When you blog every day, it doesn’t have to be as good

Before I started the streak, I blogged at least once a month for the previous year or two. During that time, I often spent a lot of time working on my blog post. Not necessarily days, but hours. This was, after all, the only blog post I was writing, so it needed to be really good. But once I committed to writing once a day, I was focused on getting something out. I still wanted to be proud of it, but there wasn’t as much pressure. It could even be something really short, or just a pointer to a different piece that I thought was interesting (like here or here).

Having a streak forces your hand

A streak makes you make time. There were definitely times when it was after dinner and I still hadn’t blogged. If I wasn’t trying to keep a streak going, I’d have skipped that day.

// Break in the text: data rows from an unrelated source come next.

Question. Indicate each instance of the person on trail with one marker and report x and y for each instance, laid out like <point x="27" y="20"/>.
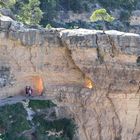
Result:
<point x="27" y="90"/>
<point x="30" y="91"/>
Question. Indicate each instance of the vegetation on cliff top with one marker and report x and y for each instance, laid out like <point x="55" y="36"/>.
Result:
<point x="45" y="11"/>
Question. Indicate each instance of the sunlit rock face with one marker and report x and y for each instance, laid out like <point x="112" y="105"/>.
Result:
<point x="94" y="76"/>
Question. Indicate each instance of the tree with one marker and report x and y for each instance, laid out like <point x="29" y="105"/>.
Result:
<point x="30" y="13"/>
<point x="2" y="4"/>
<point x="101" y="15"/>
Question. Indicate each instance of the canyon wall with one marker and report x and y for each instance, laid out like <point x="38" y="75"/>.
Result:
<point x="94" y="76"/>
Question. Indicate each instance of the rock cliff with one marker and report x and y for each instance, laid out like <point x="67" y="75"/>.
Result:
<point x="94" y="76"/>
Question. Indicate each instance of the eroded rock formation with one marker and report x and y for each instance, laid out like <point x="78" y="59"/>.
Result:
<point x="63" y="60"/>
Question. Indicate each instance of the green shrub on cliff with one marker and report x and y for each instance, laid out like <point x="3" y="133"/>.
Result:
<point x="101" y="15"/>
<point x="30" y="13"/>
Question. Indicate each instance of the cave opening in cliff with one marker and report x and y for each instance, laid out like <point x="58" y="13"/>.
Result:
<point x="88" y="83"/>
<point x="37" y="83"/>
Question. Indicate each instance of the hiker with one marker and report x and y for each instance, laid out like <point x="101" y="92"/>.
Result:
<point x="27" y="90"/>
<point x="30" y="91"/>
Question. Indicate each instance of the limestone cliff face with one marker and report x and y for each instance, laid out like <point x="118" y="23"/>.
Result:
<point x="63" y="60"/>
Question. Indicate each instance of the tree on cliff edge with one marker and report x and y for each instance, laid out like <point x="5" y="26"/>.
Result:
<point x="31" y="13"/>
<point x="101" y="15"/>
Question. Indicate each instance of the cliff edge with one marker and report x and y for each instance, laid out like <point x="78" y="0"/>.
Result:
<point x="95" y="76"/>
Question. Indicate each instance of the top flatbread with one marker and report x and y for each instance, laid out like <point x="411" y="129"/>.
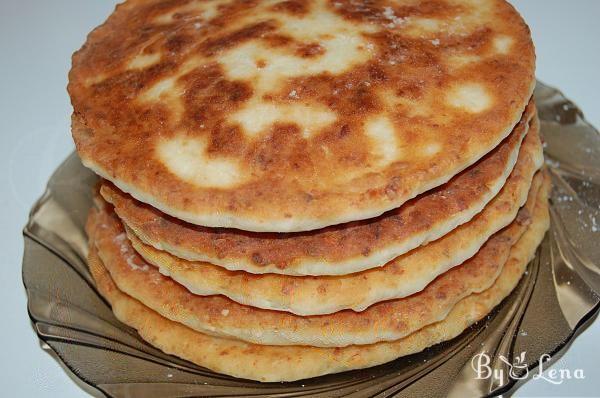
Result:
<point x="295" y="115"/>
<point x="220" y="316"/>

Opinion pieces are easier to write than technical pieces

It was easier (and more popular) to write a piece on the nature of the CTO/co-founder or what a senior engineer is than it was on an interesting rails gem like after_party or the nuances of Stripe Connect integration. Interviews were the easiest post to write, but required a bit more planning.

More content means more readers, but mostly from one offs

In the months before December, I averaged about 4200 visits/month. In the months after, I averaged about 6300, but most of the elevated traffic came on specific days from referral traffic due to posts I had made to Hacker News. Still, the increase in traffic was about 7% even for months when I didn’t have a post that “went viral”

I feel so lucky to have a place to spout off. Thanks for reading.